High-dose vitamin D supplementation can boost immune response to help the body fight infections like HIV, a new study has found.
"Vitamin D may be a simple, cost-effective intervention, particularly in resource-poor settings, to reduce HIV-1 risk and disease progression," the researchers said.
The study looked at two ethnic groups in Cape Town to see how seasonal differences in exposure to ultraviolet B radiation, dietary vitamin D, genetics, and pigmentation affected vitamin D levels, and whether high-dose supplementation improved deficiencies and the cell's ability to repel HIV-1.
Cape Town has a seasonal ultraviolet B regime and one of the world's highest rates of HIV-1 infection, making it an appropriate location for a study like this one, according to Nina Jablonski, Evan Pugh Professor of Anthropology, Penn State, who led the research.
One hundred healthy young individuals, divided between those of Xhosa ancestry - whose ancestors migrated from closer to the equator into the Cape area - and those having Cape Mixed ancestry - a complex admixture of Xhosa, Khoisan, European, South Asian and Indonesian populations - were recruited for the study.
The Xhosa have the darkest skin pigmentation, while the Khoisan, the original inhabitants of the Cape are lighter skinned. The Cape Mixed population falls between the Xhosa and Khoisan in skin pigmentation levels.
Cape Town is situated in the southern hemisphere at about the same distance from the equator as the Florida panhandle, slightly more than 30 degrees latitude.
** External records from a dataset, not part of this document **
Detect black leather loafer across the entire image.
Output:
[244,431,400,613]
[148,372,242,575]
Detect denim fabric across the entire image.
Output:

Ultraviolet B levels show a winter decline anywhere above 30 degrees latitude, so Cape Town has a definite winter with low levels of the ultraviolet B wavelengths needed to produce precursor vitamin D3.
The researchers found that both groups exhibited vitamin D deficiency during the winter, with women in both groups being more deficient, on average, than the men.
Because of vitamin D's impact on the immune system, the researchers provided six weeks of supplemental vitamin D3 to 30 of the Xhosa participants, which brought 77 per cent of the participants to optimal vitamin D status.
To test how vitamin D status affected the immune system and HIV-1 in particular, the researchers exposed blood samples from Xhosa and Cape mixed participants taken during the summer and winter when the subjects were vitamin D sufficient or deficient.
They found that after nine days, the winter blood samples had greater infection than those taken in summer. After six weeks of vitamin D supplementation, the Xhosa blood sample levels of HIV-1 infection were the same as those during the summer.
"High-dosage oral vitamin D3 supplementation attenuated HIV-1 replication, increased circulating white blood cells and reversed winter-associated anaemia," the researchers said.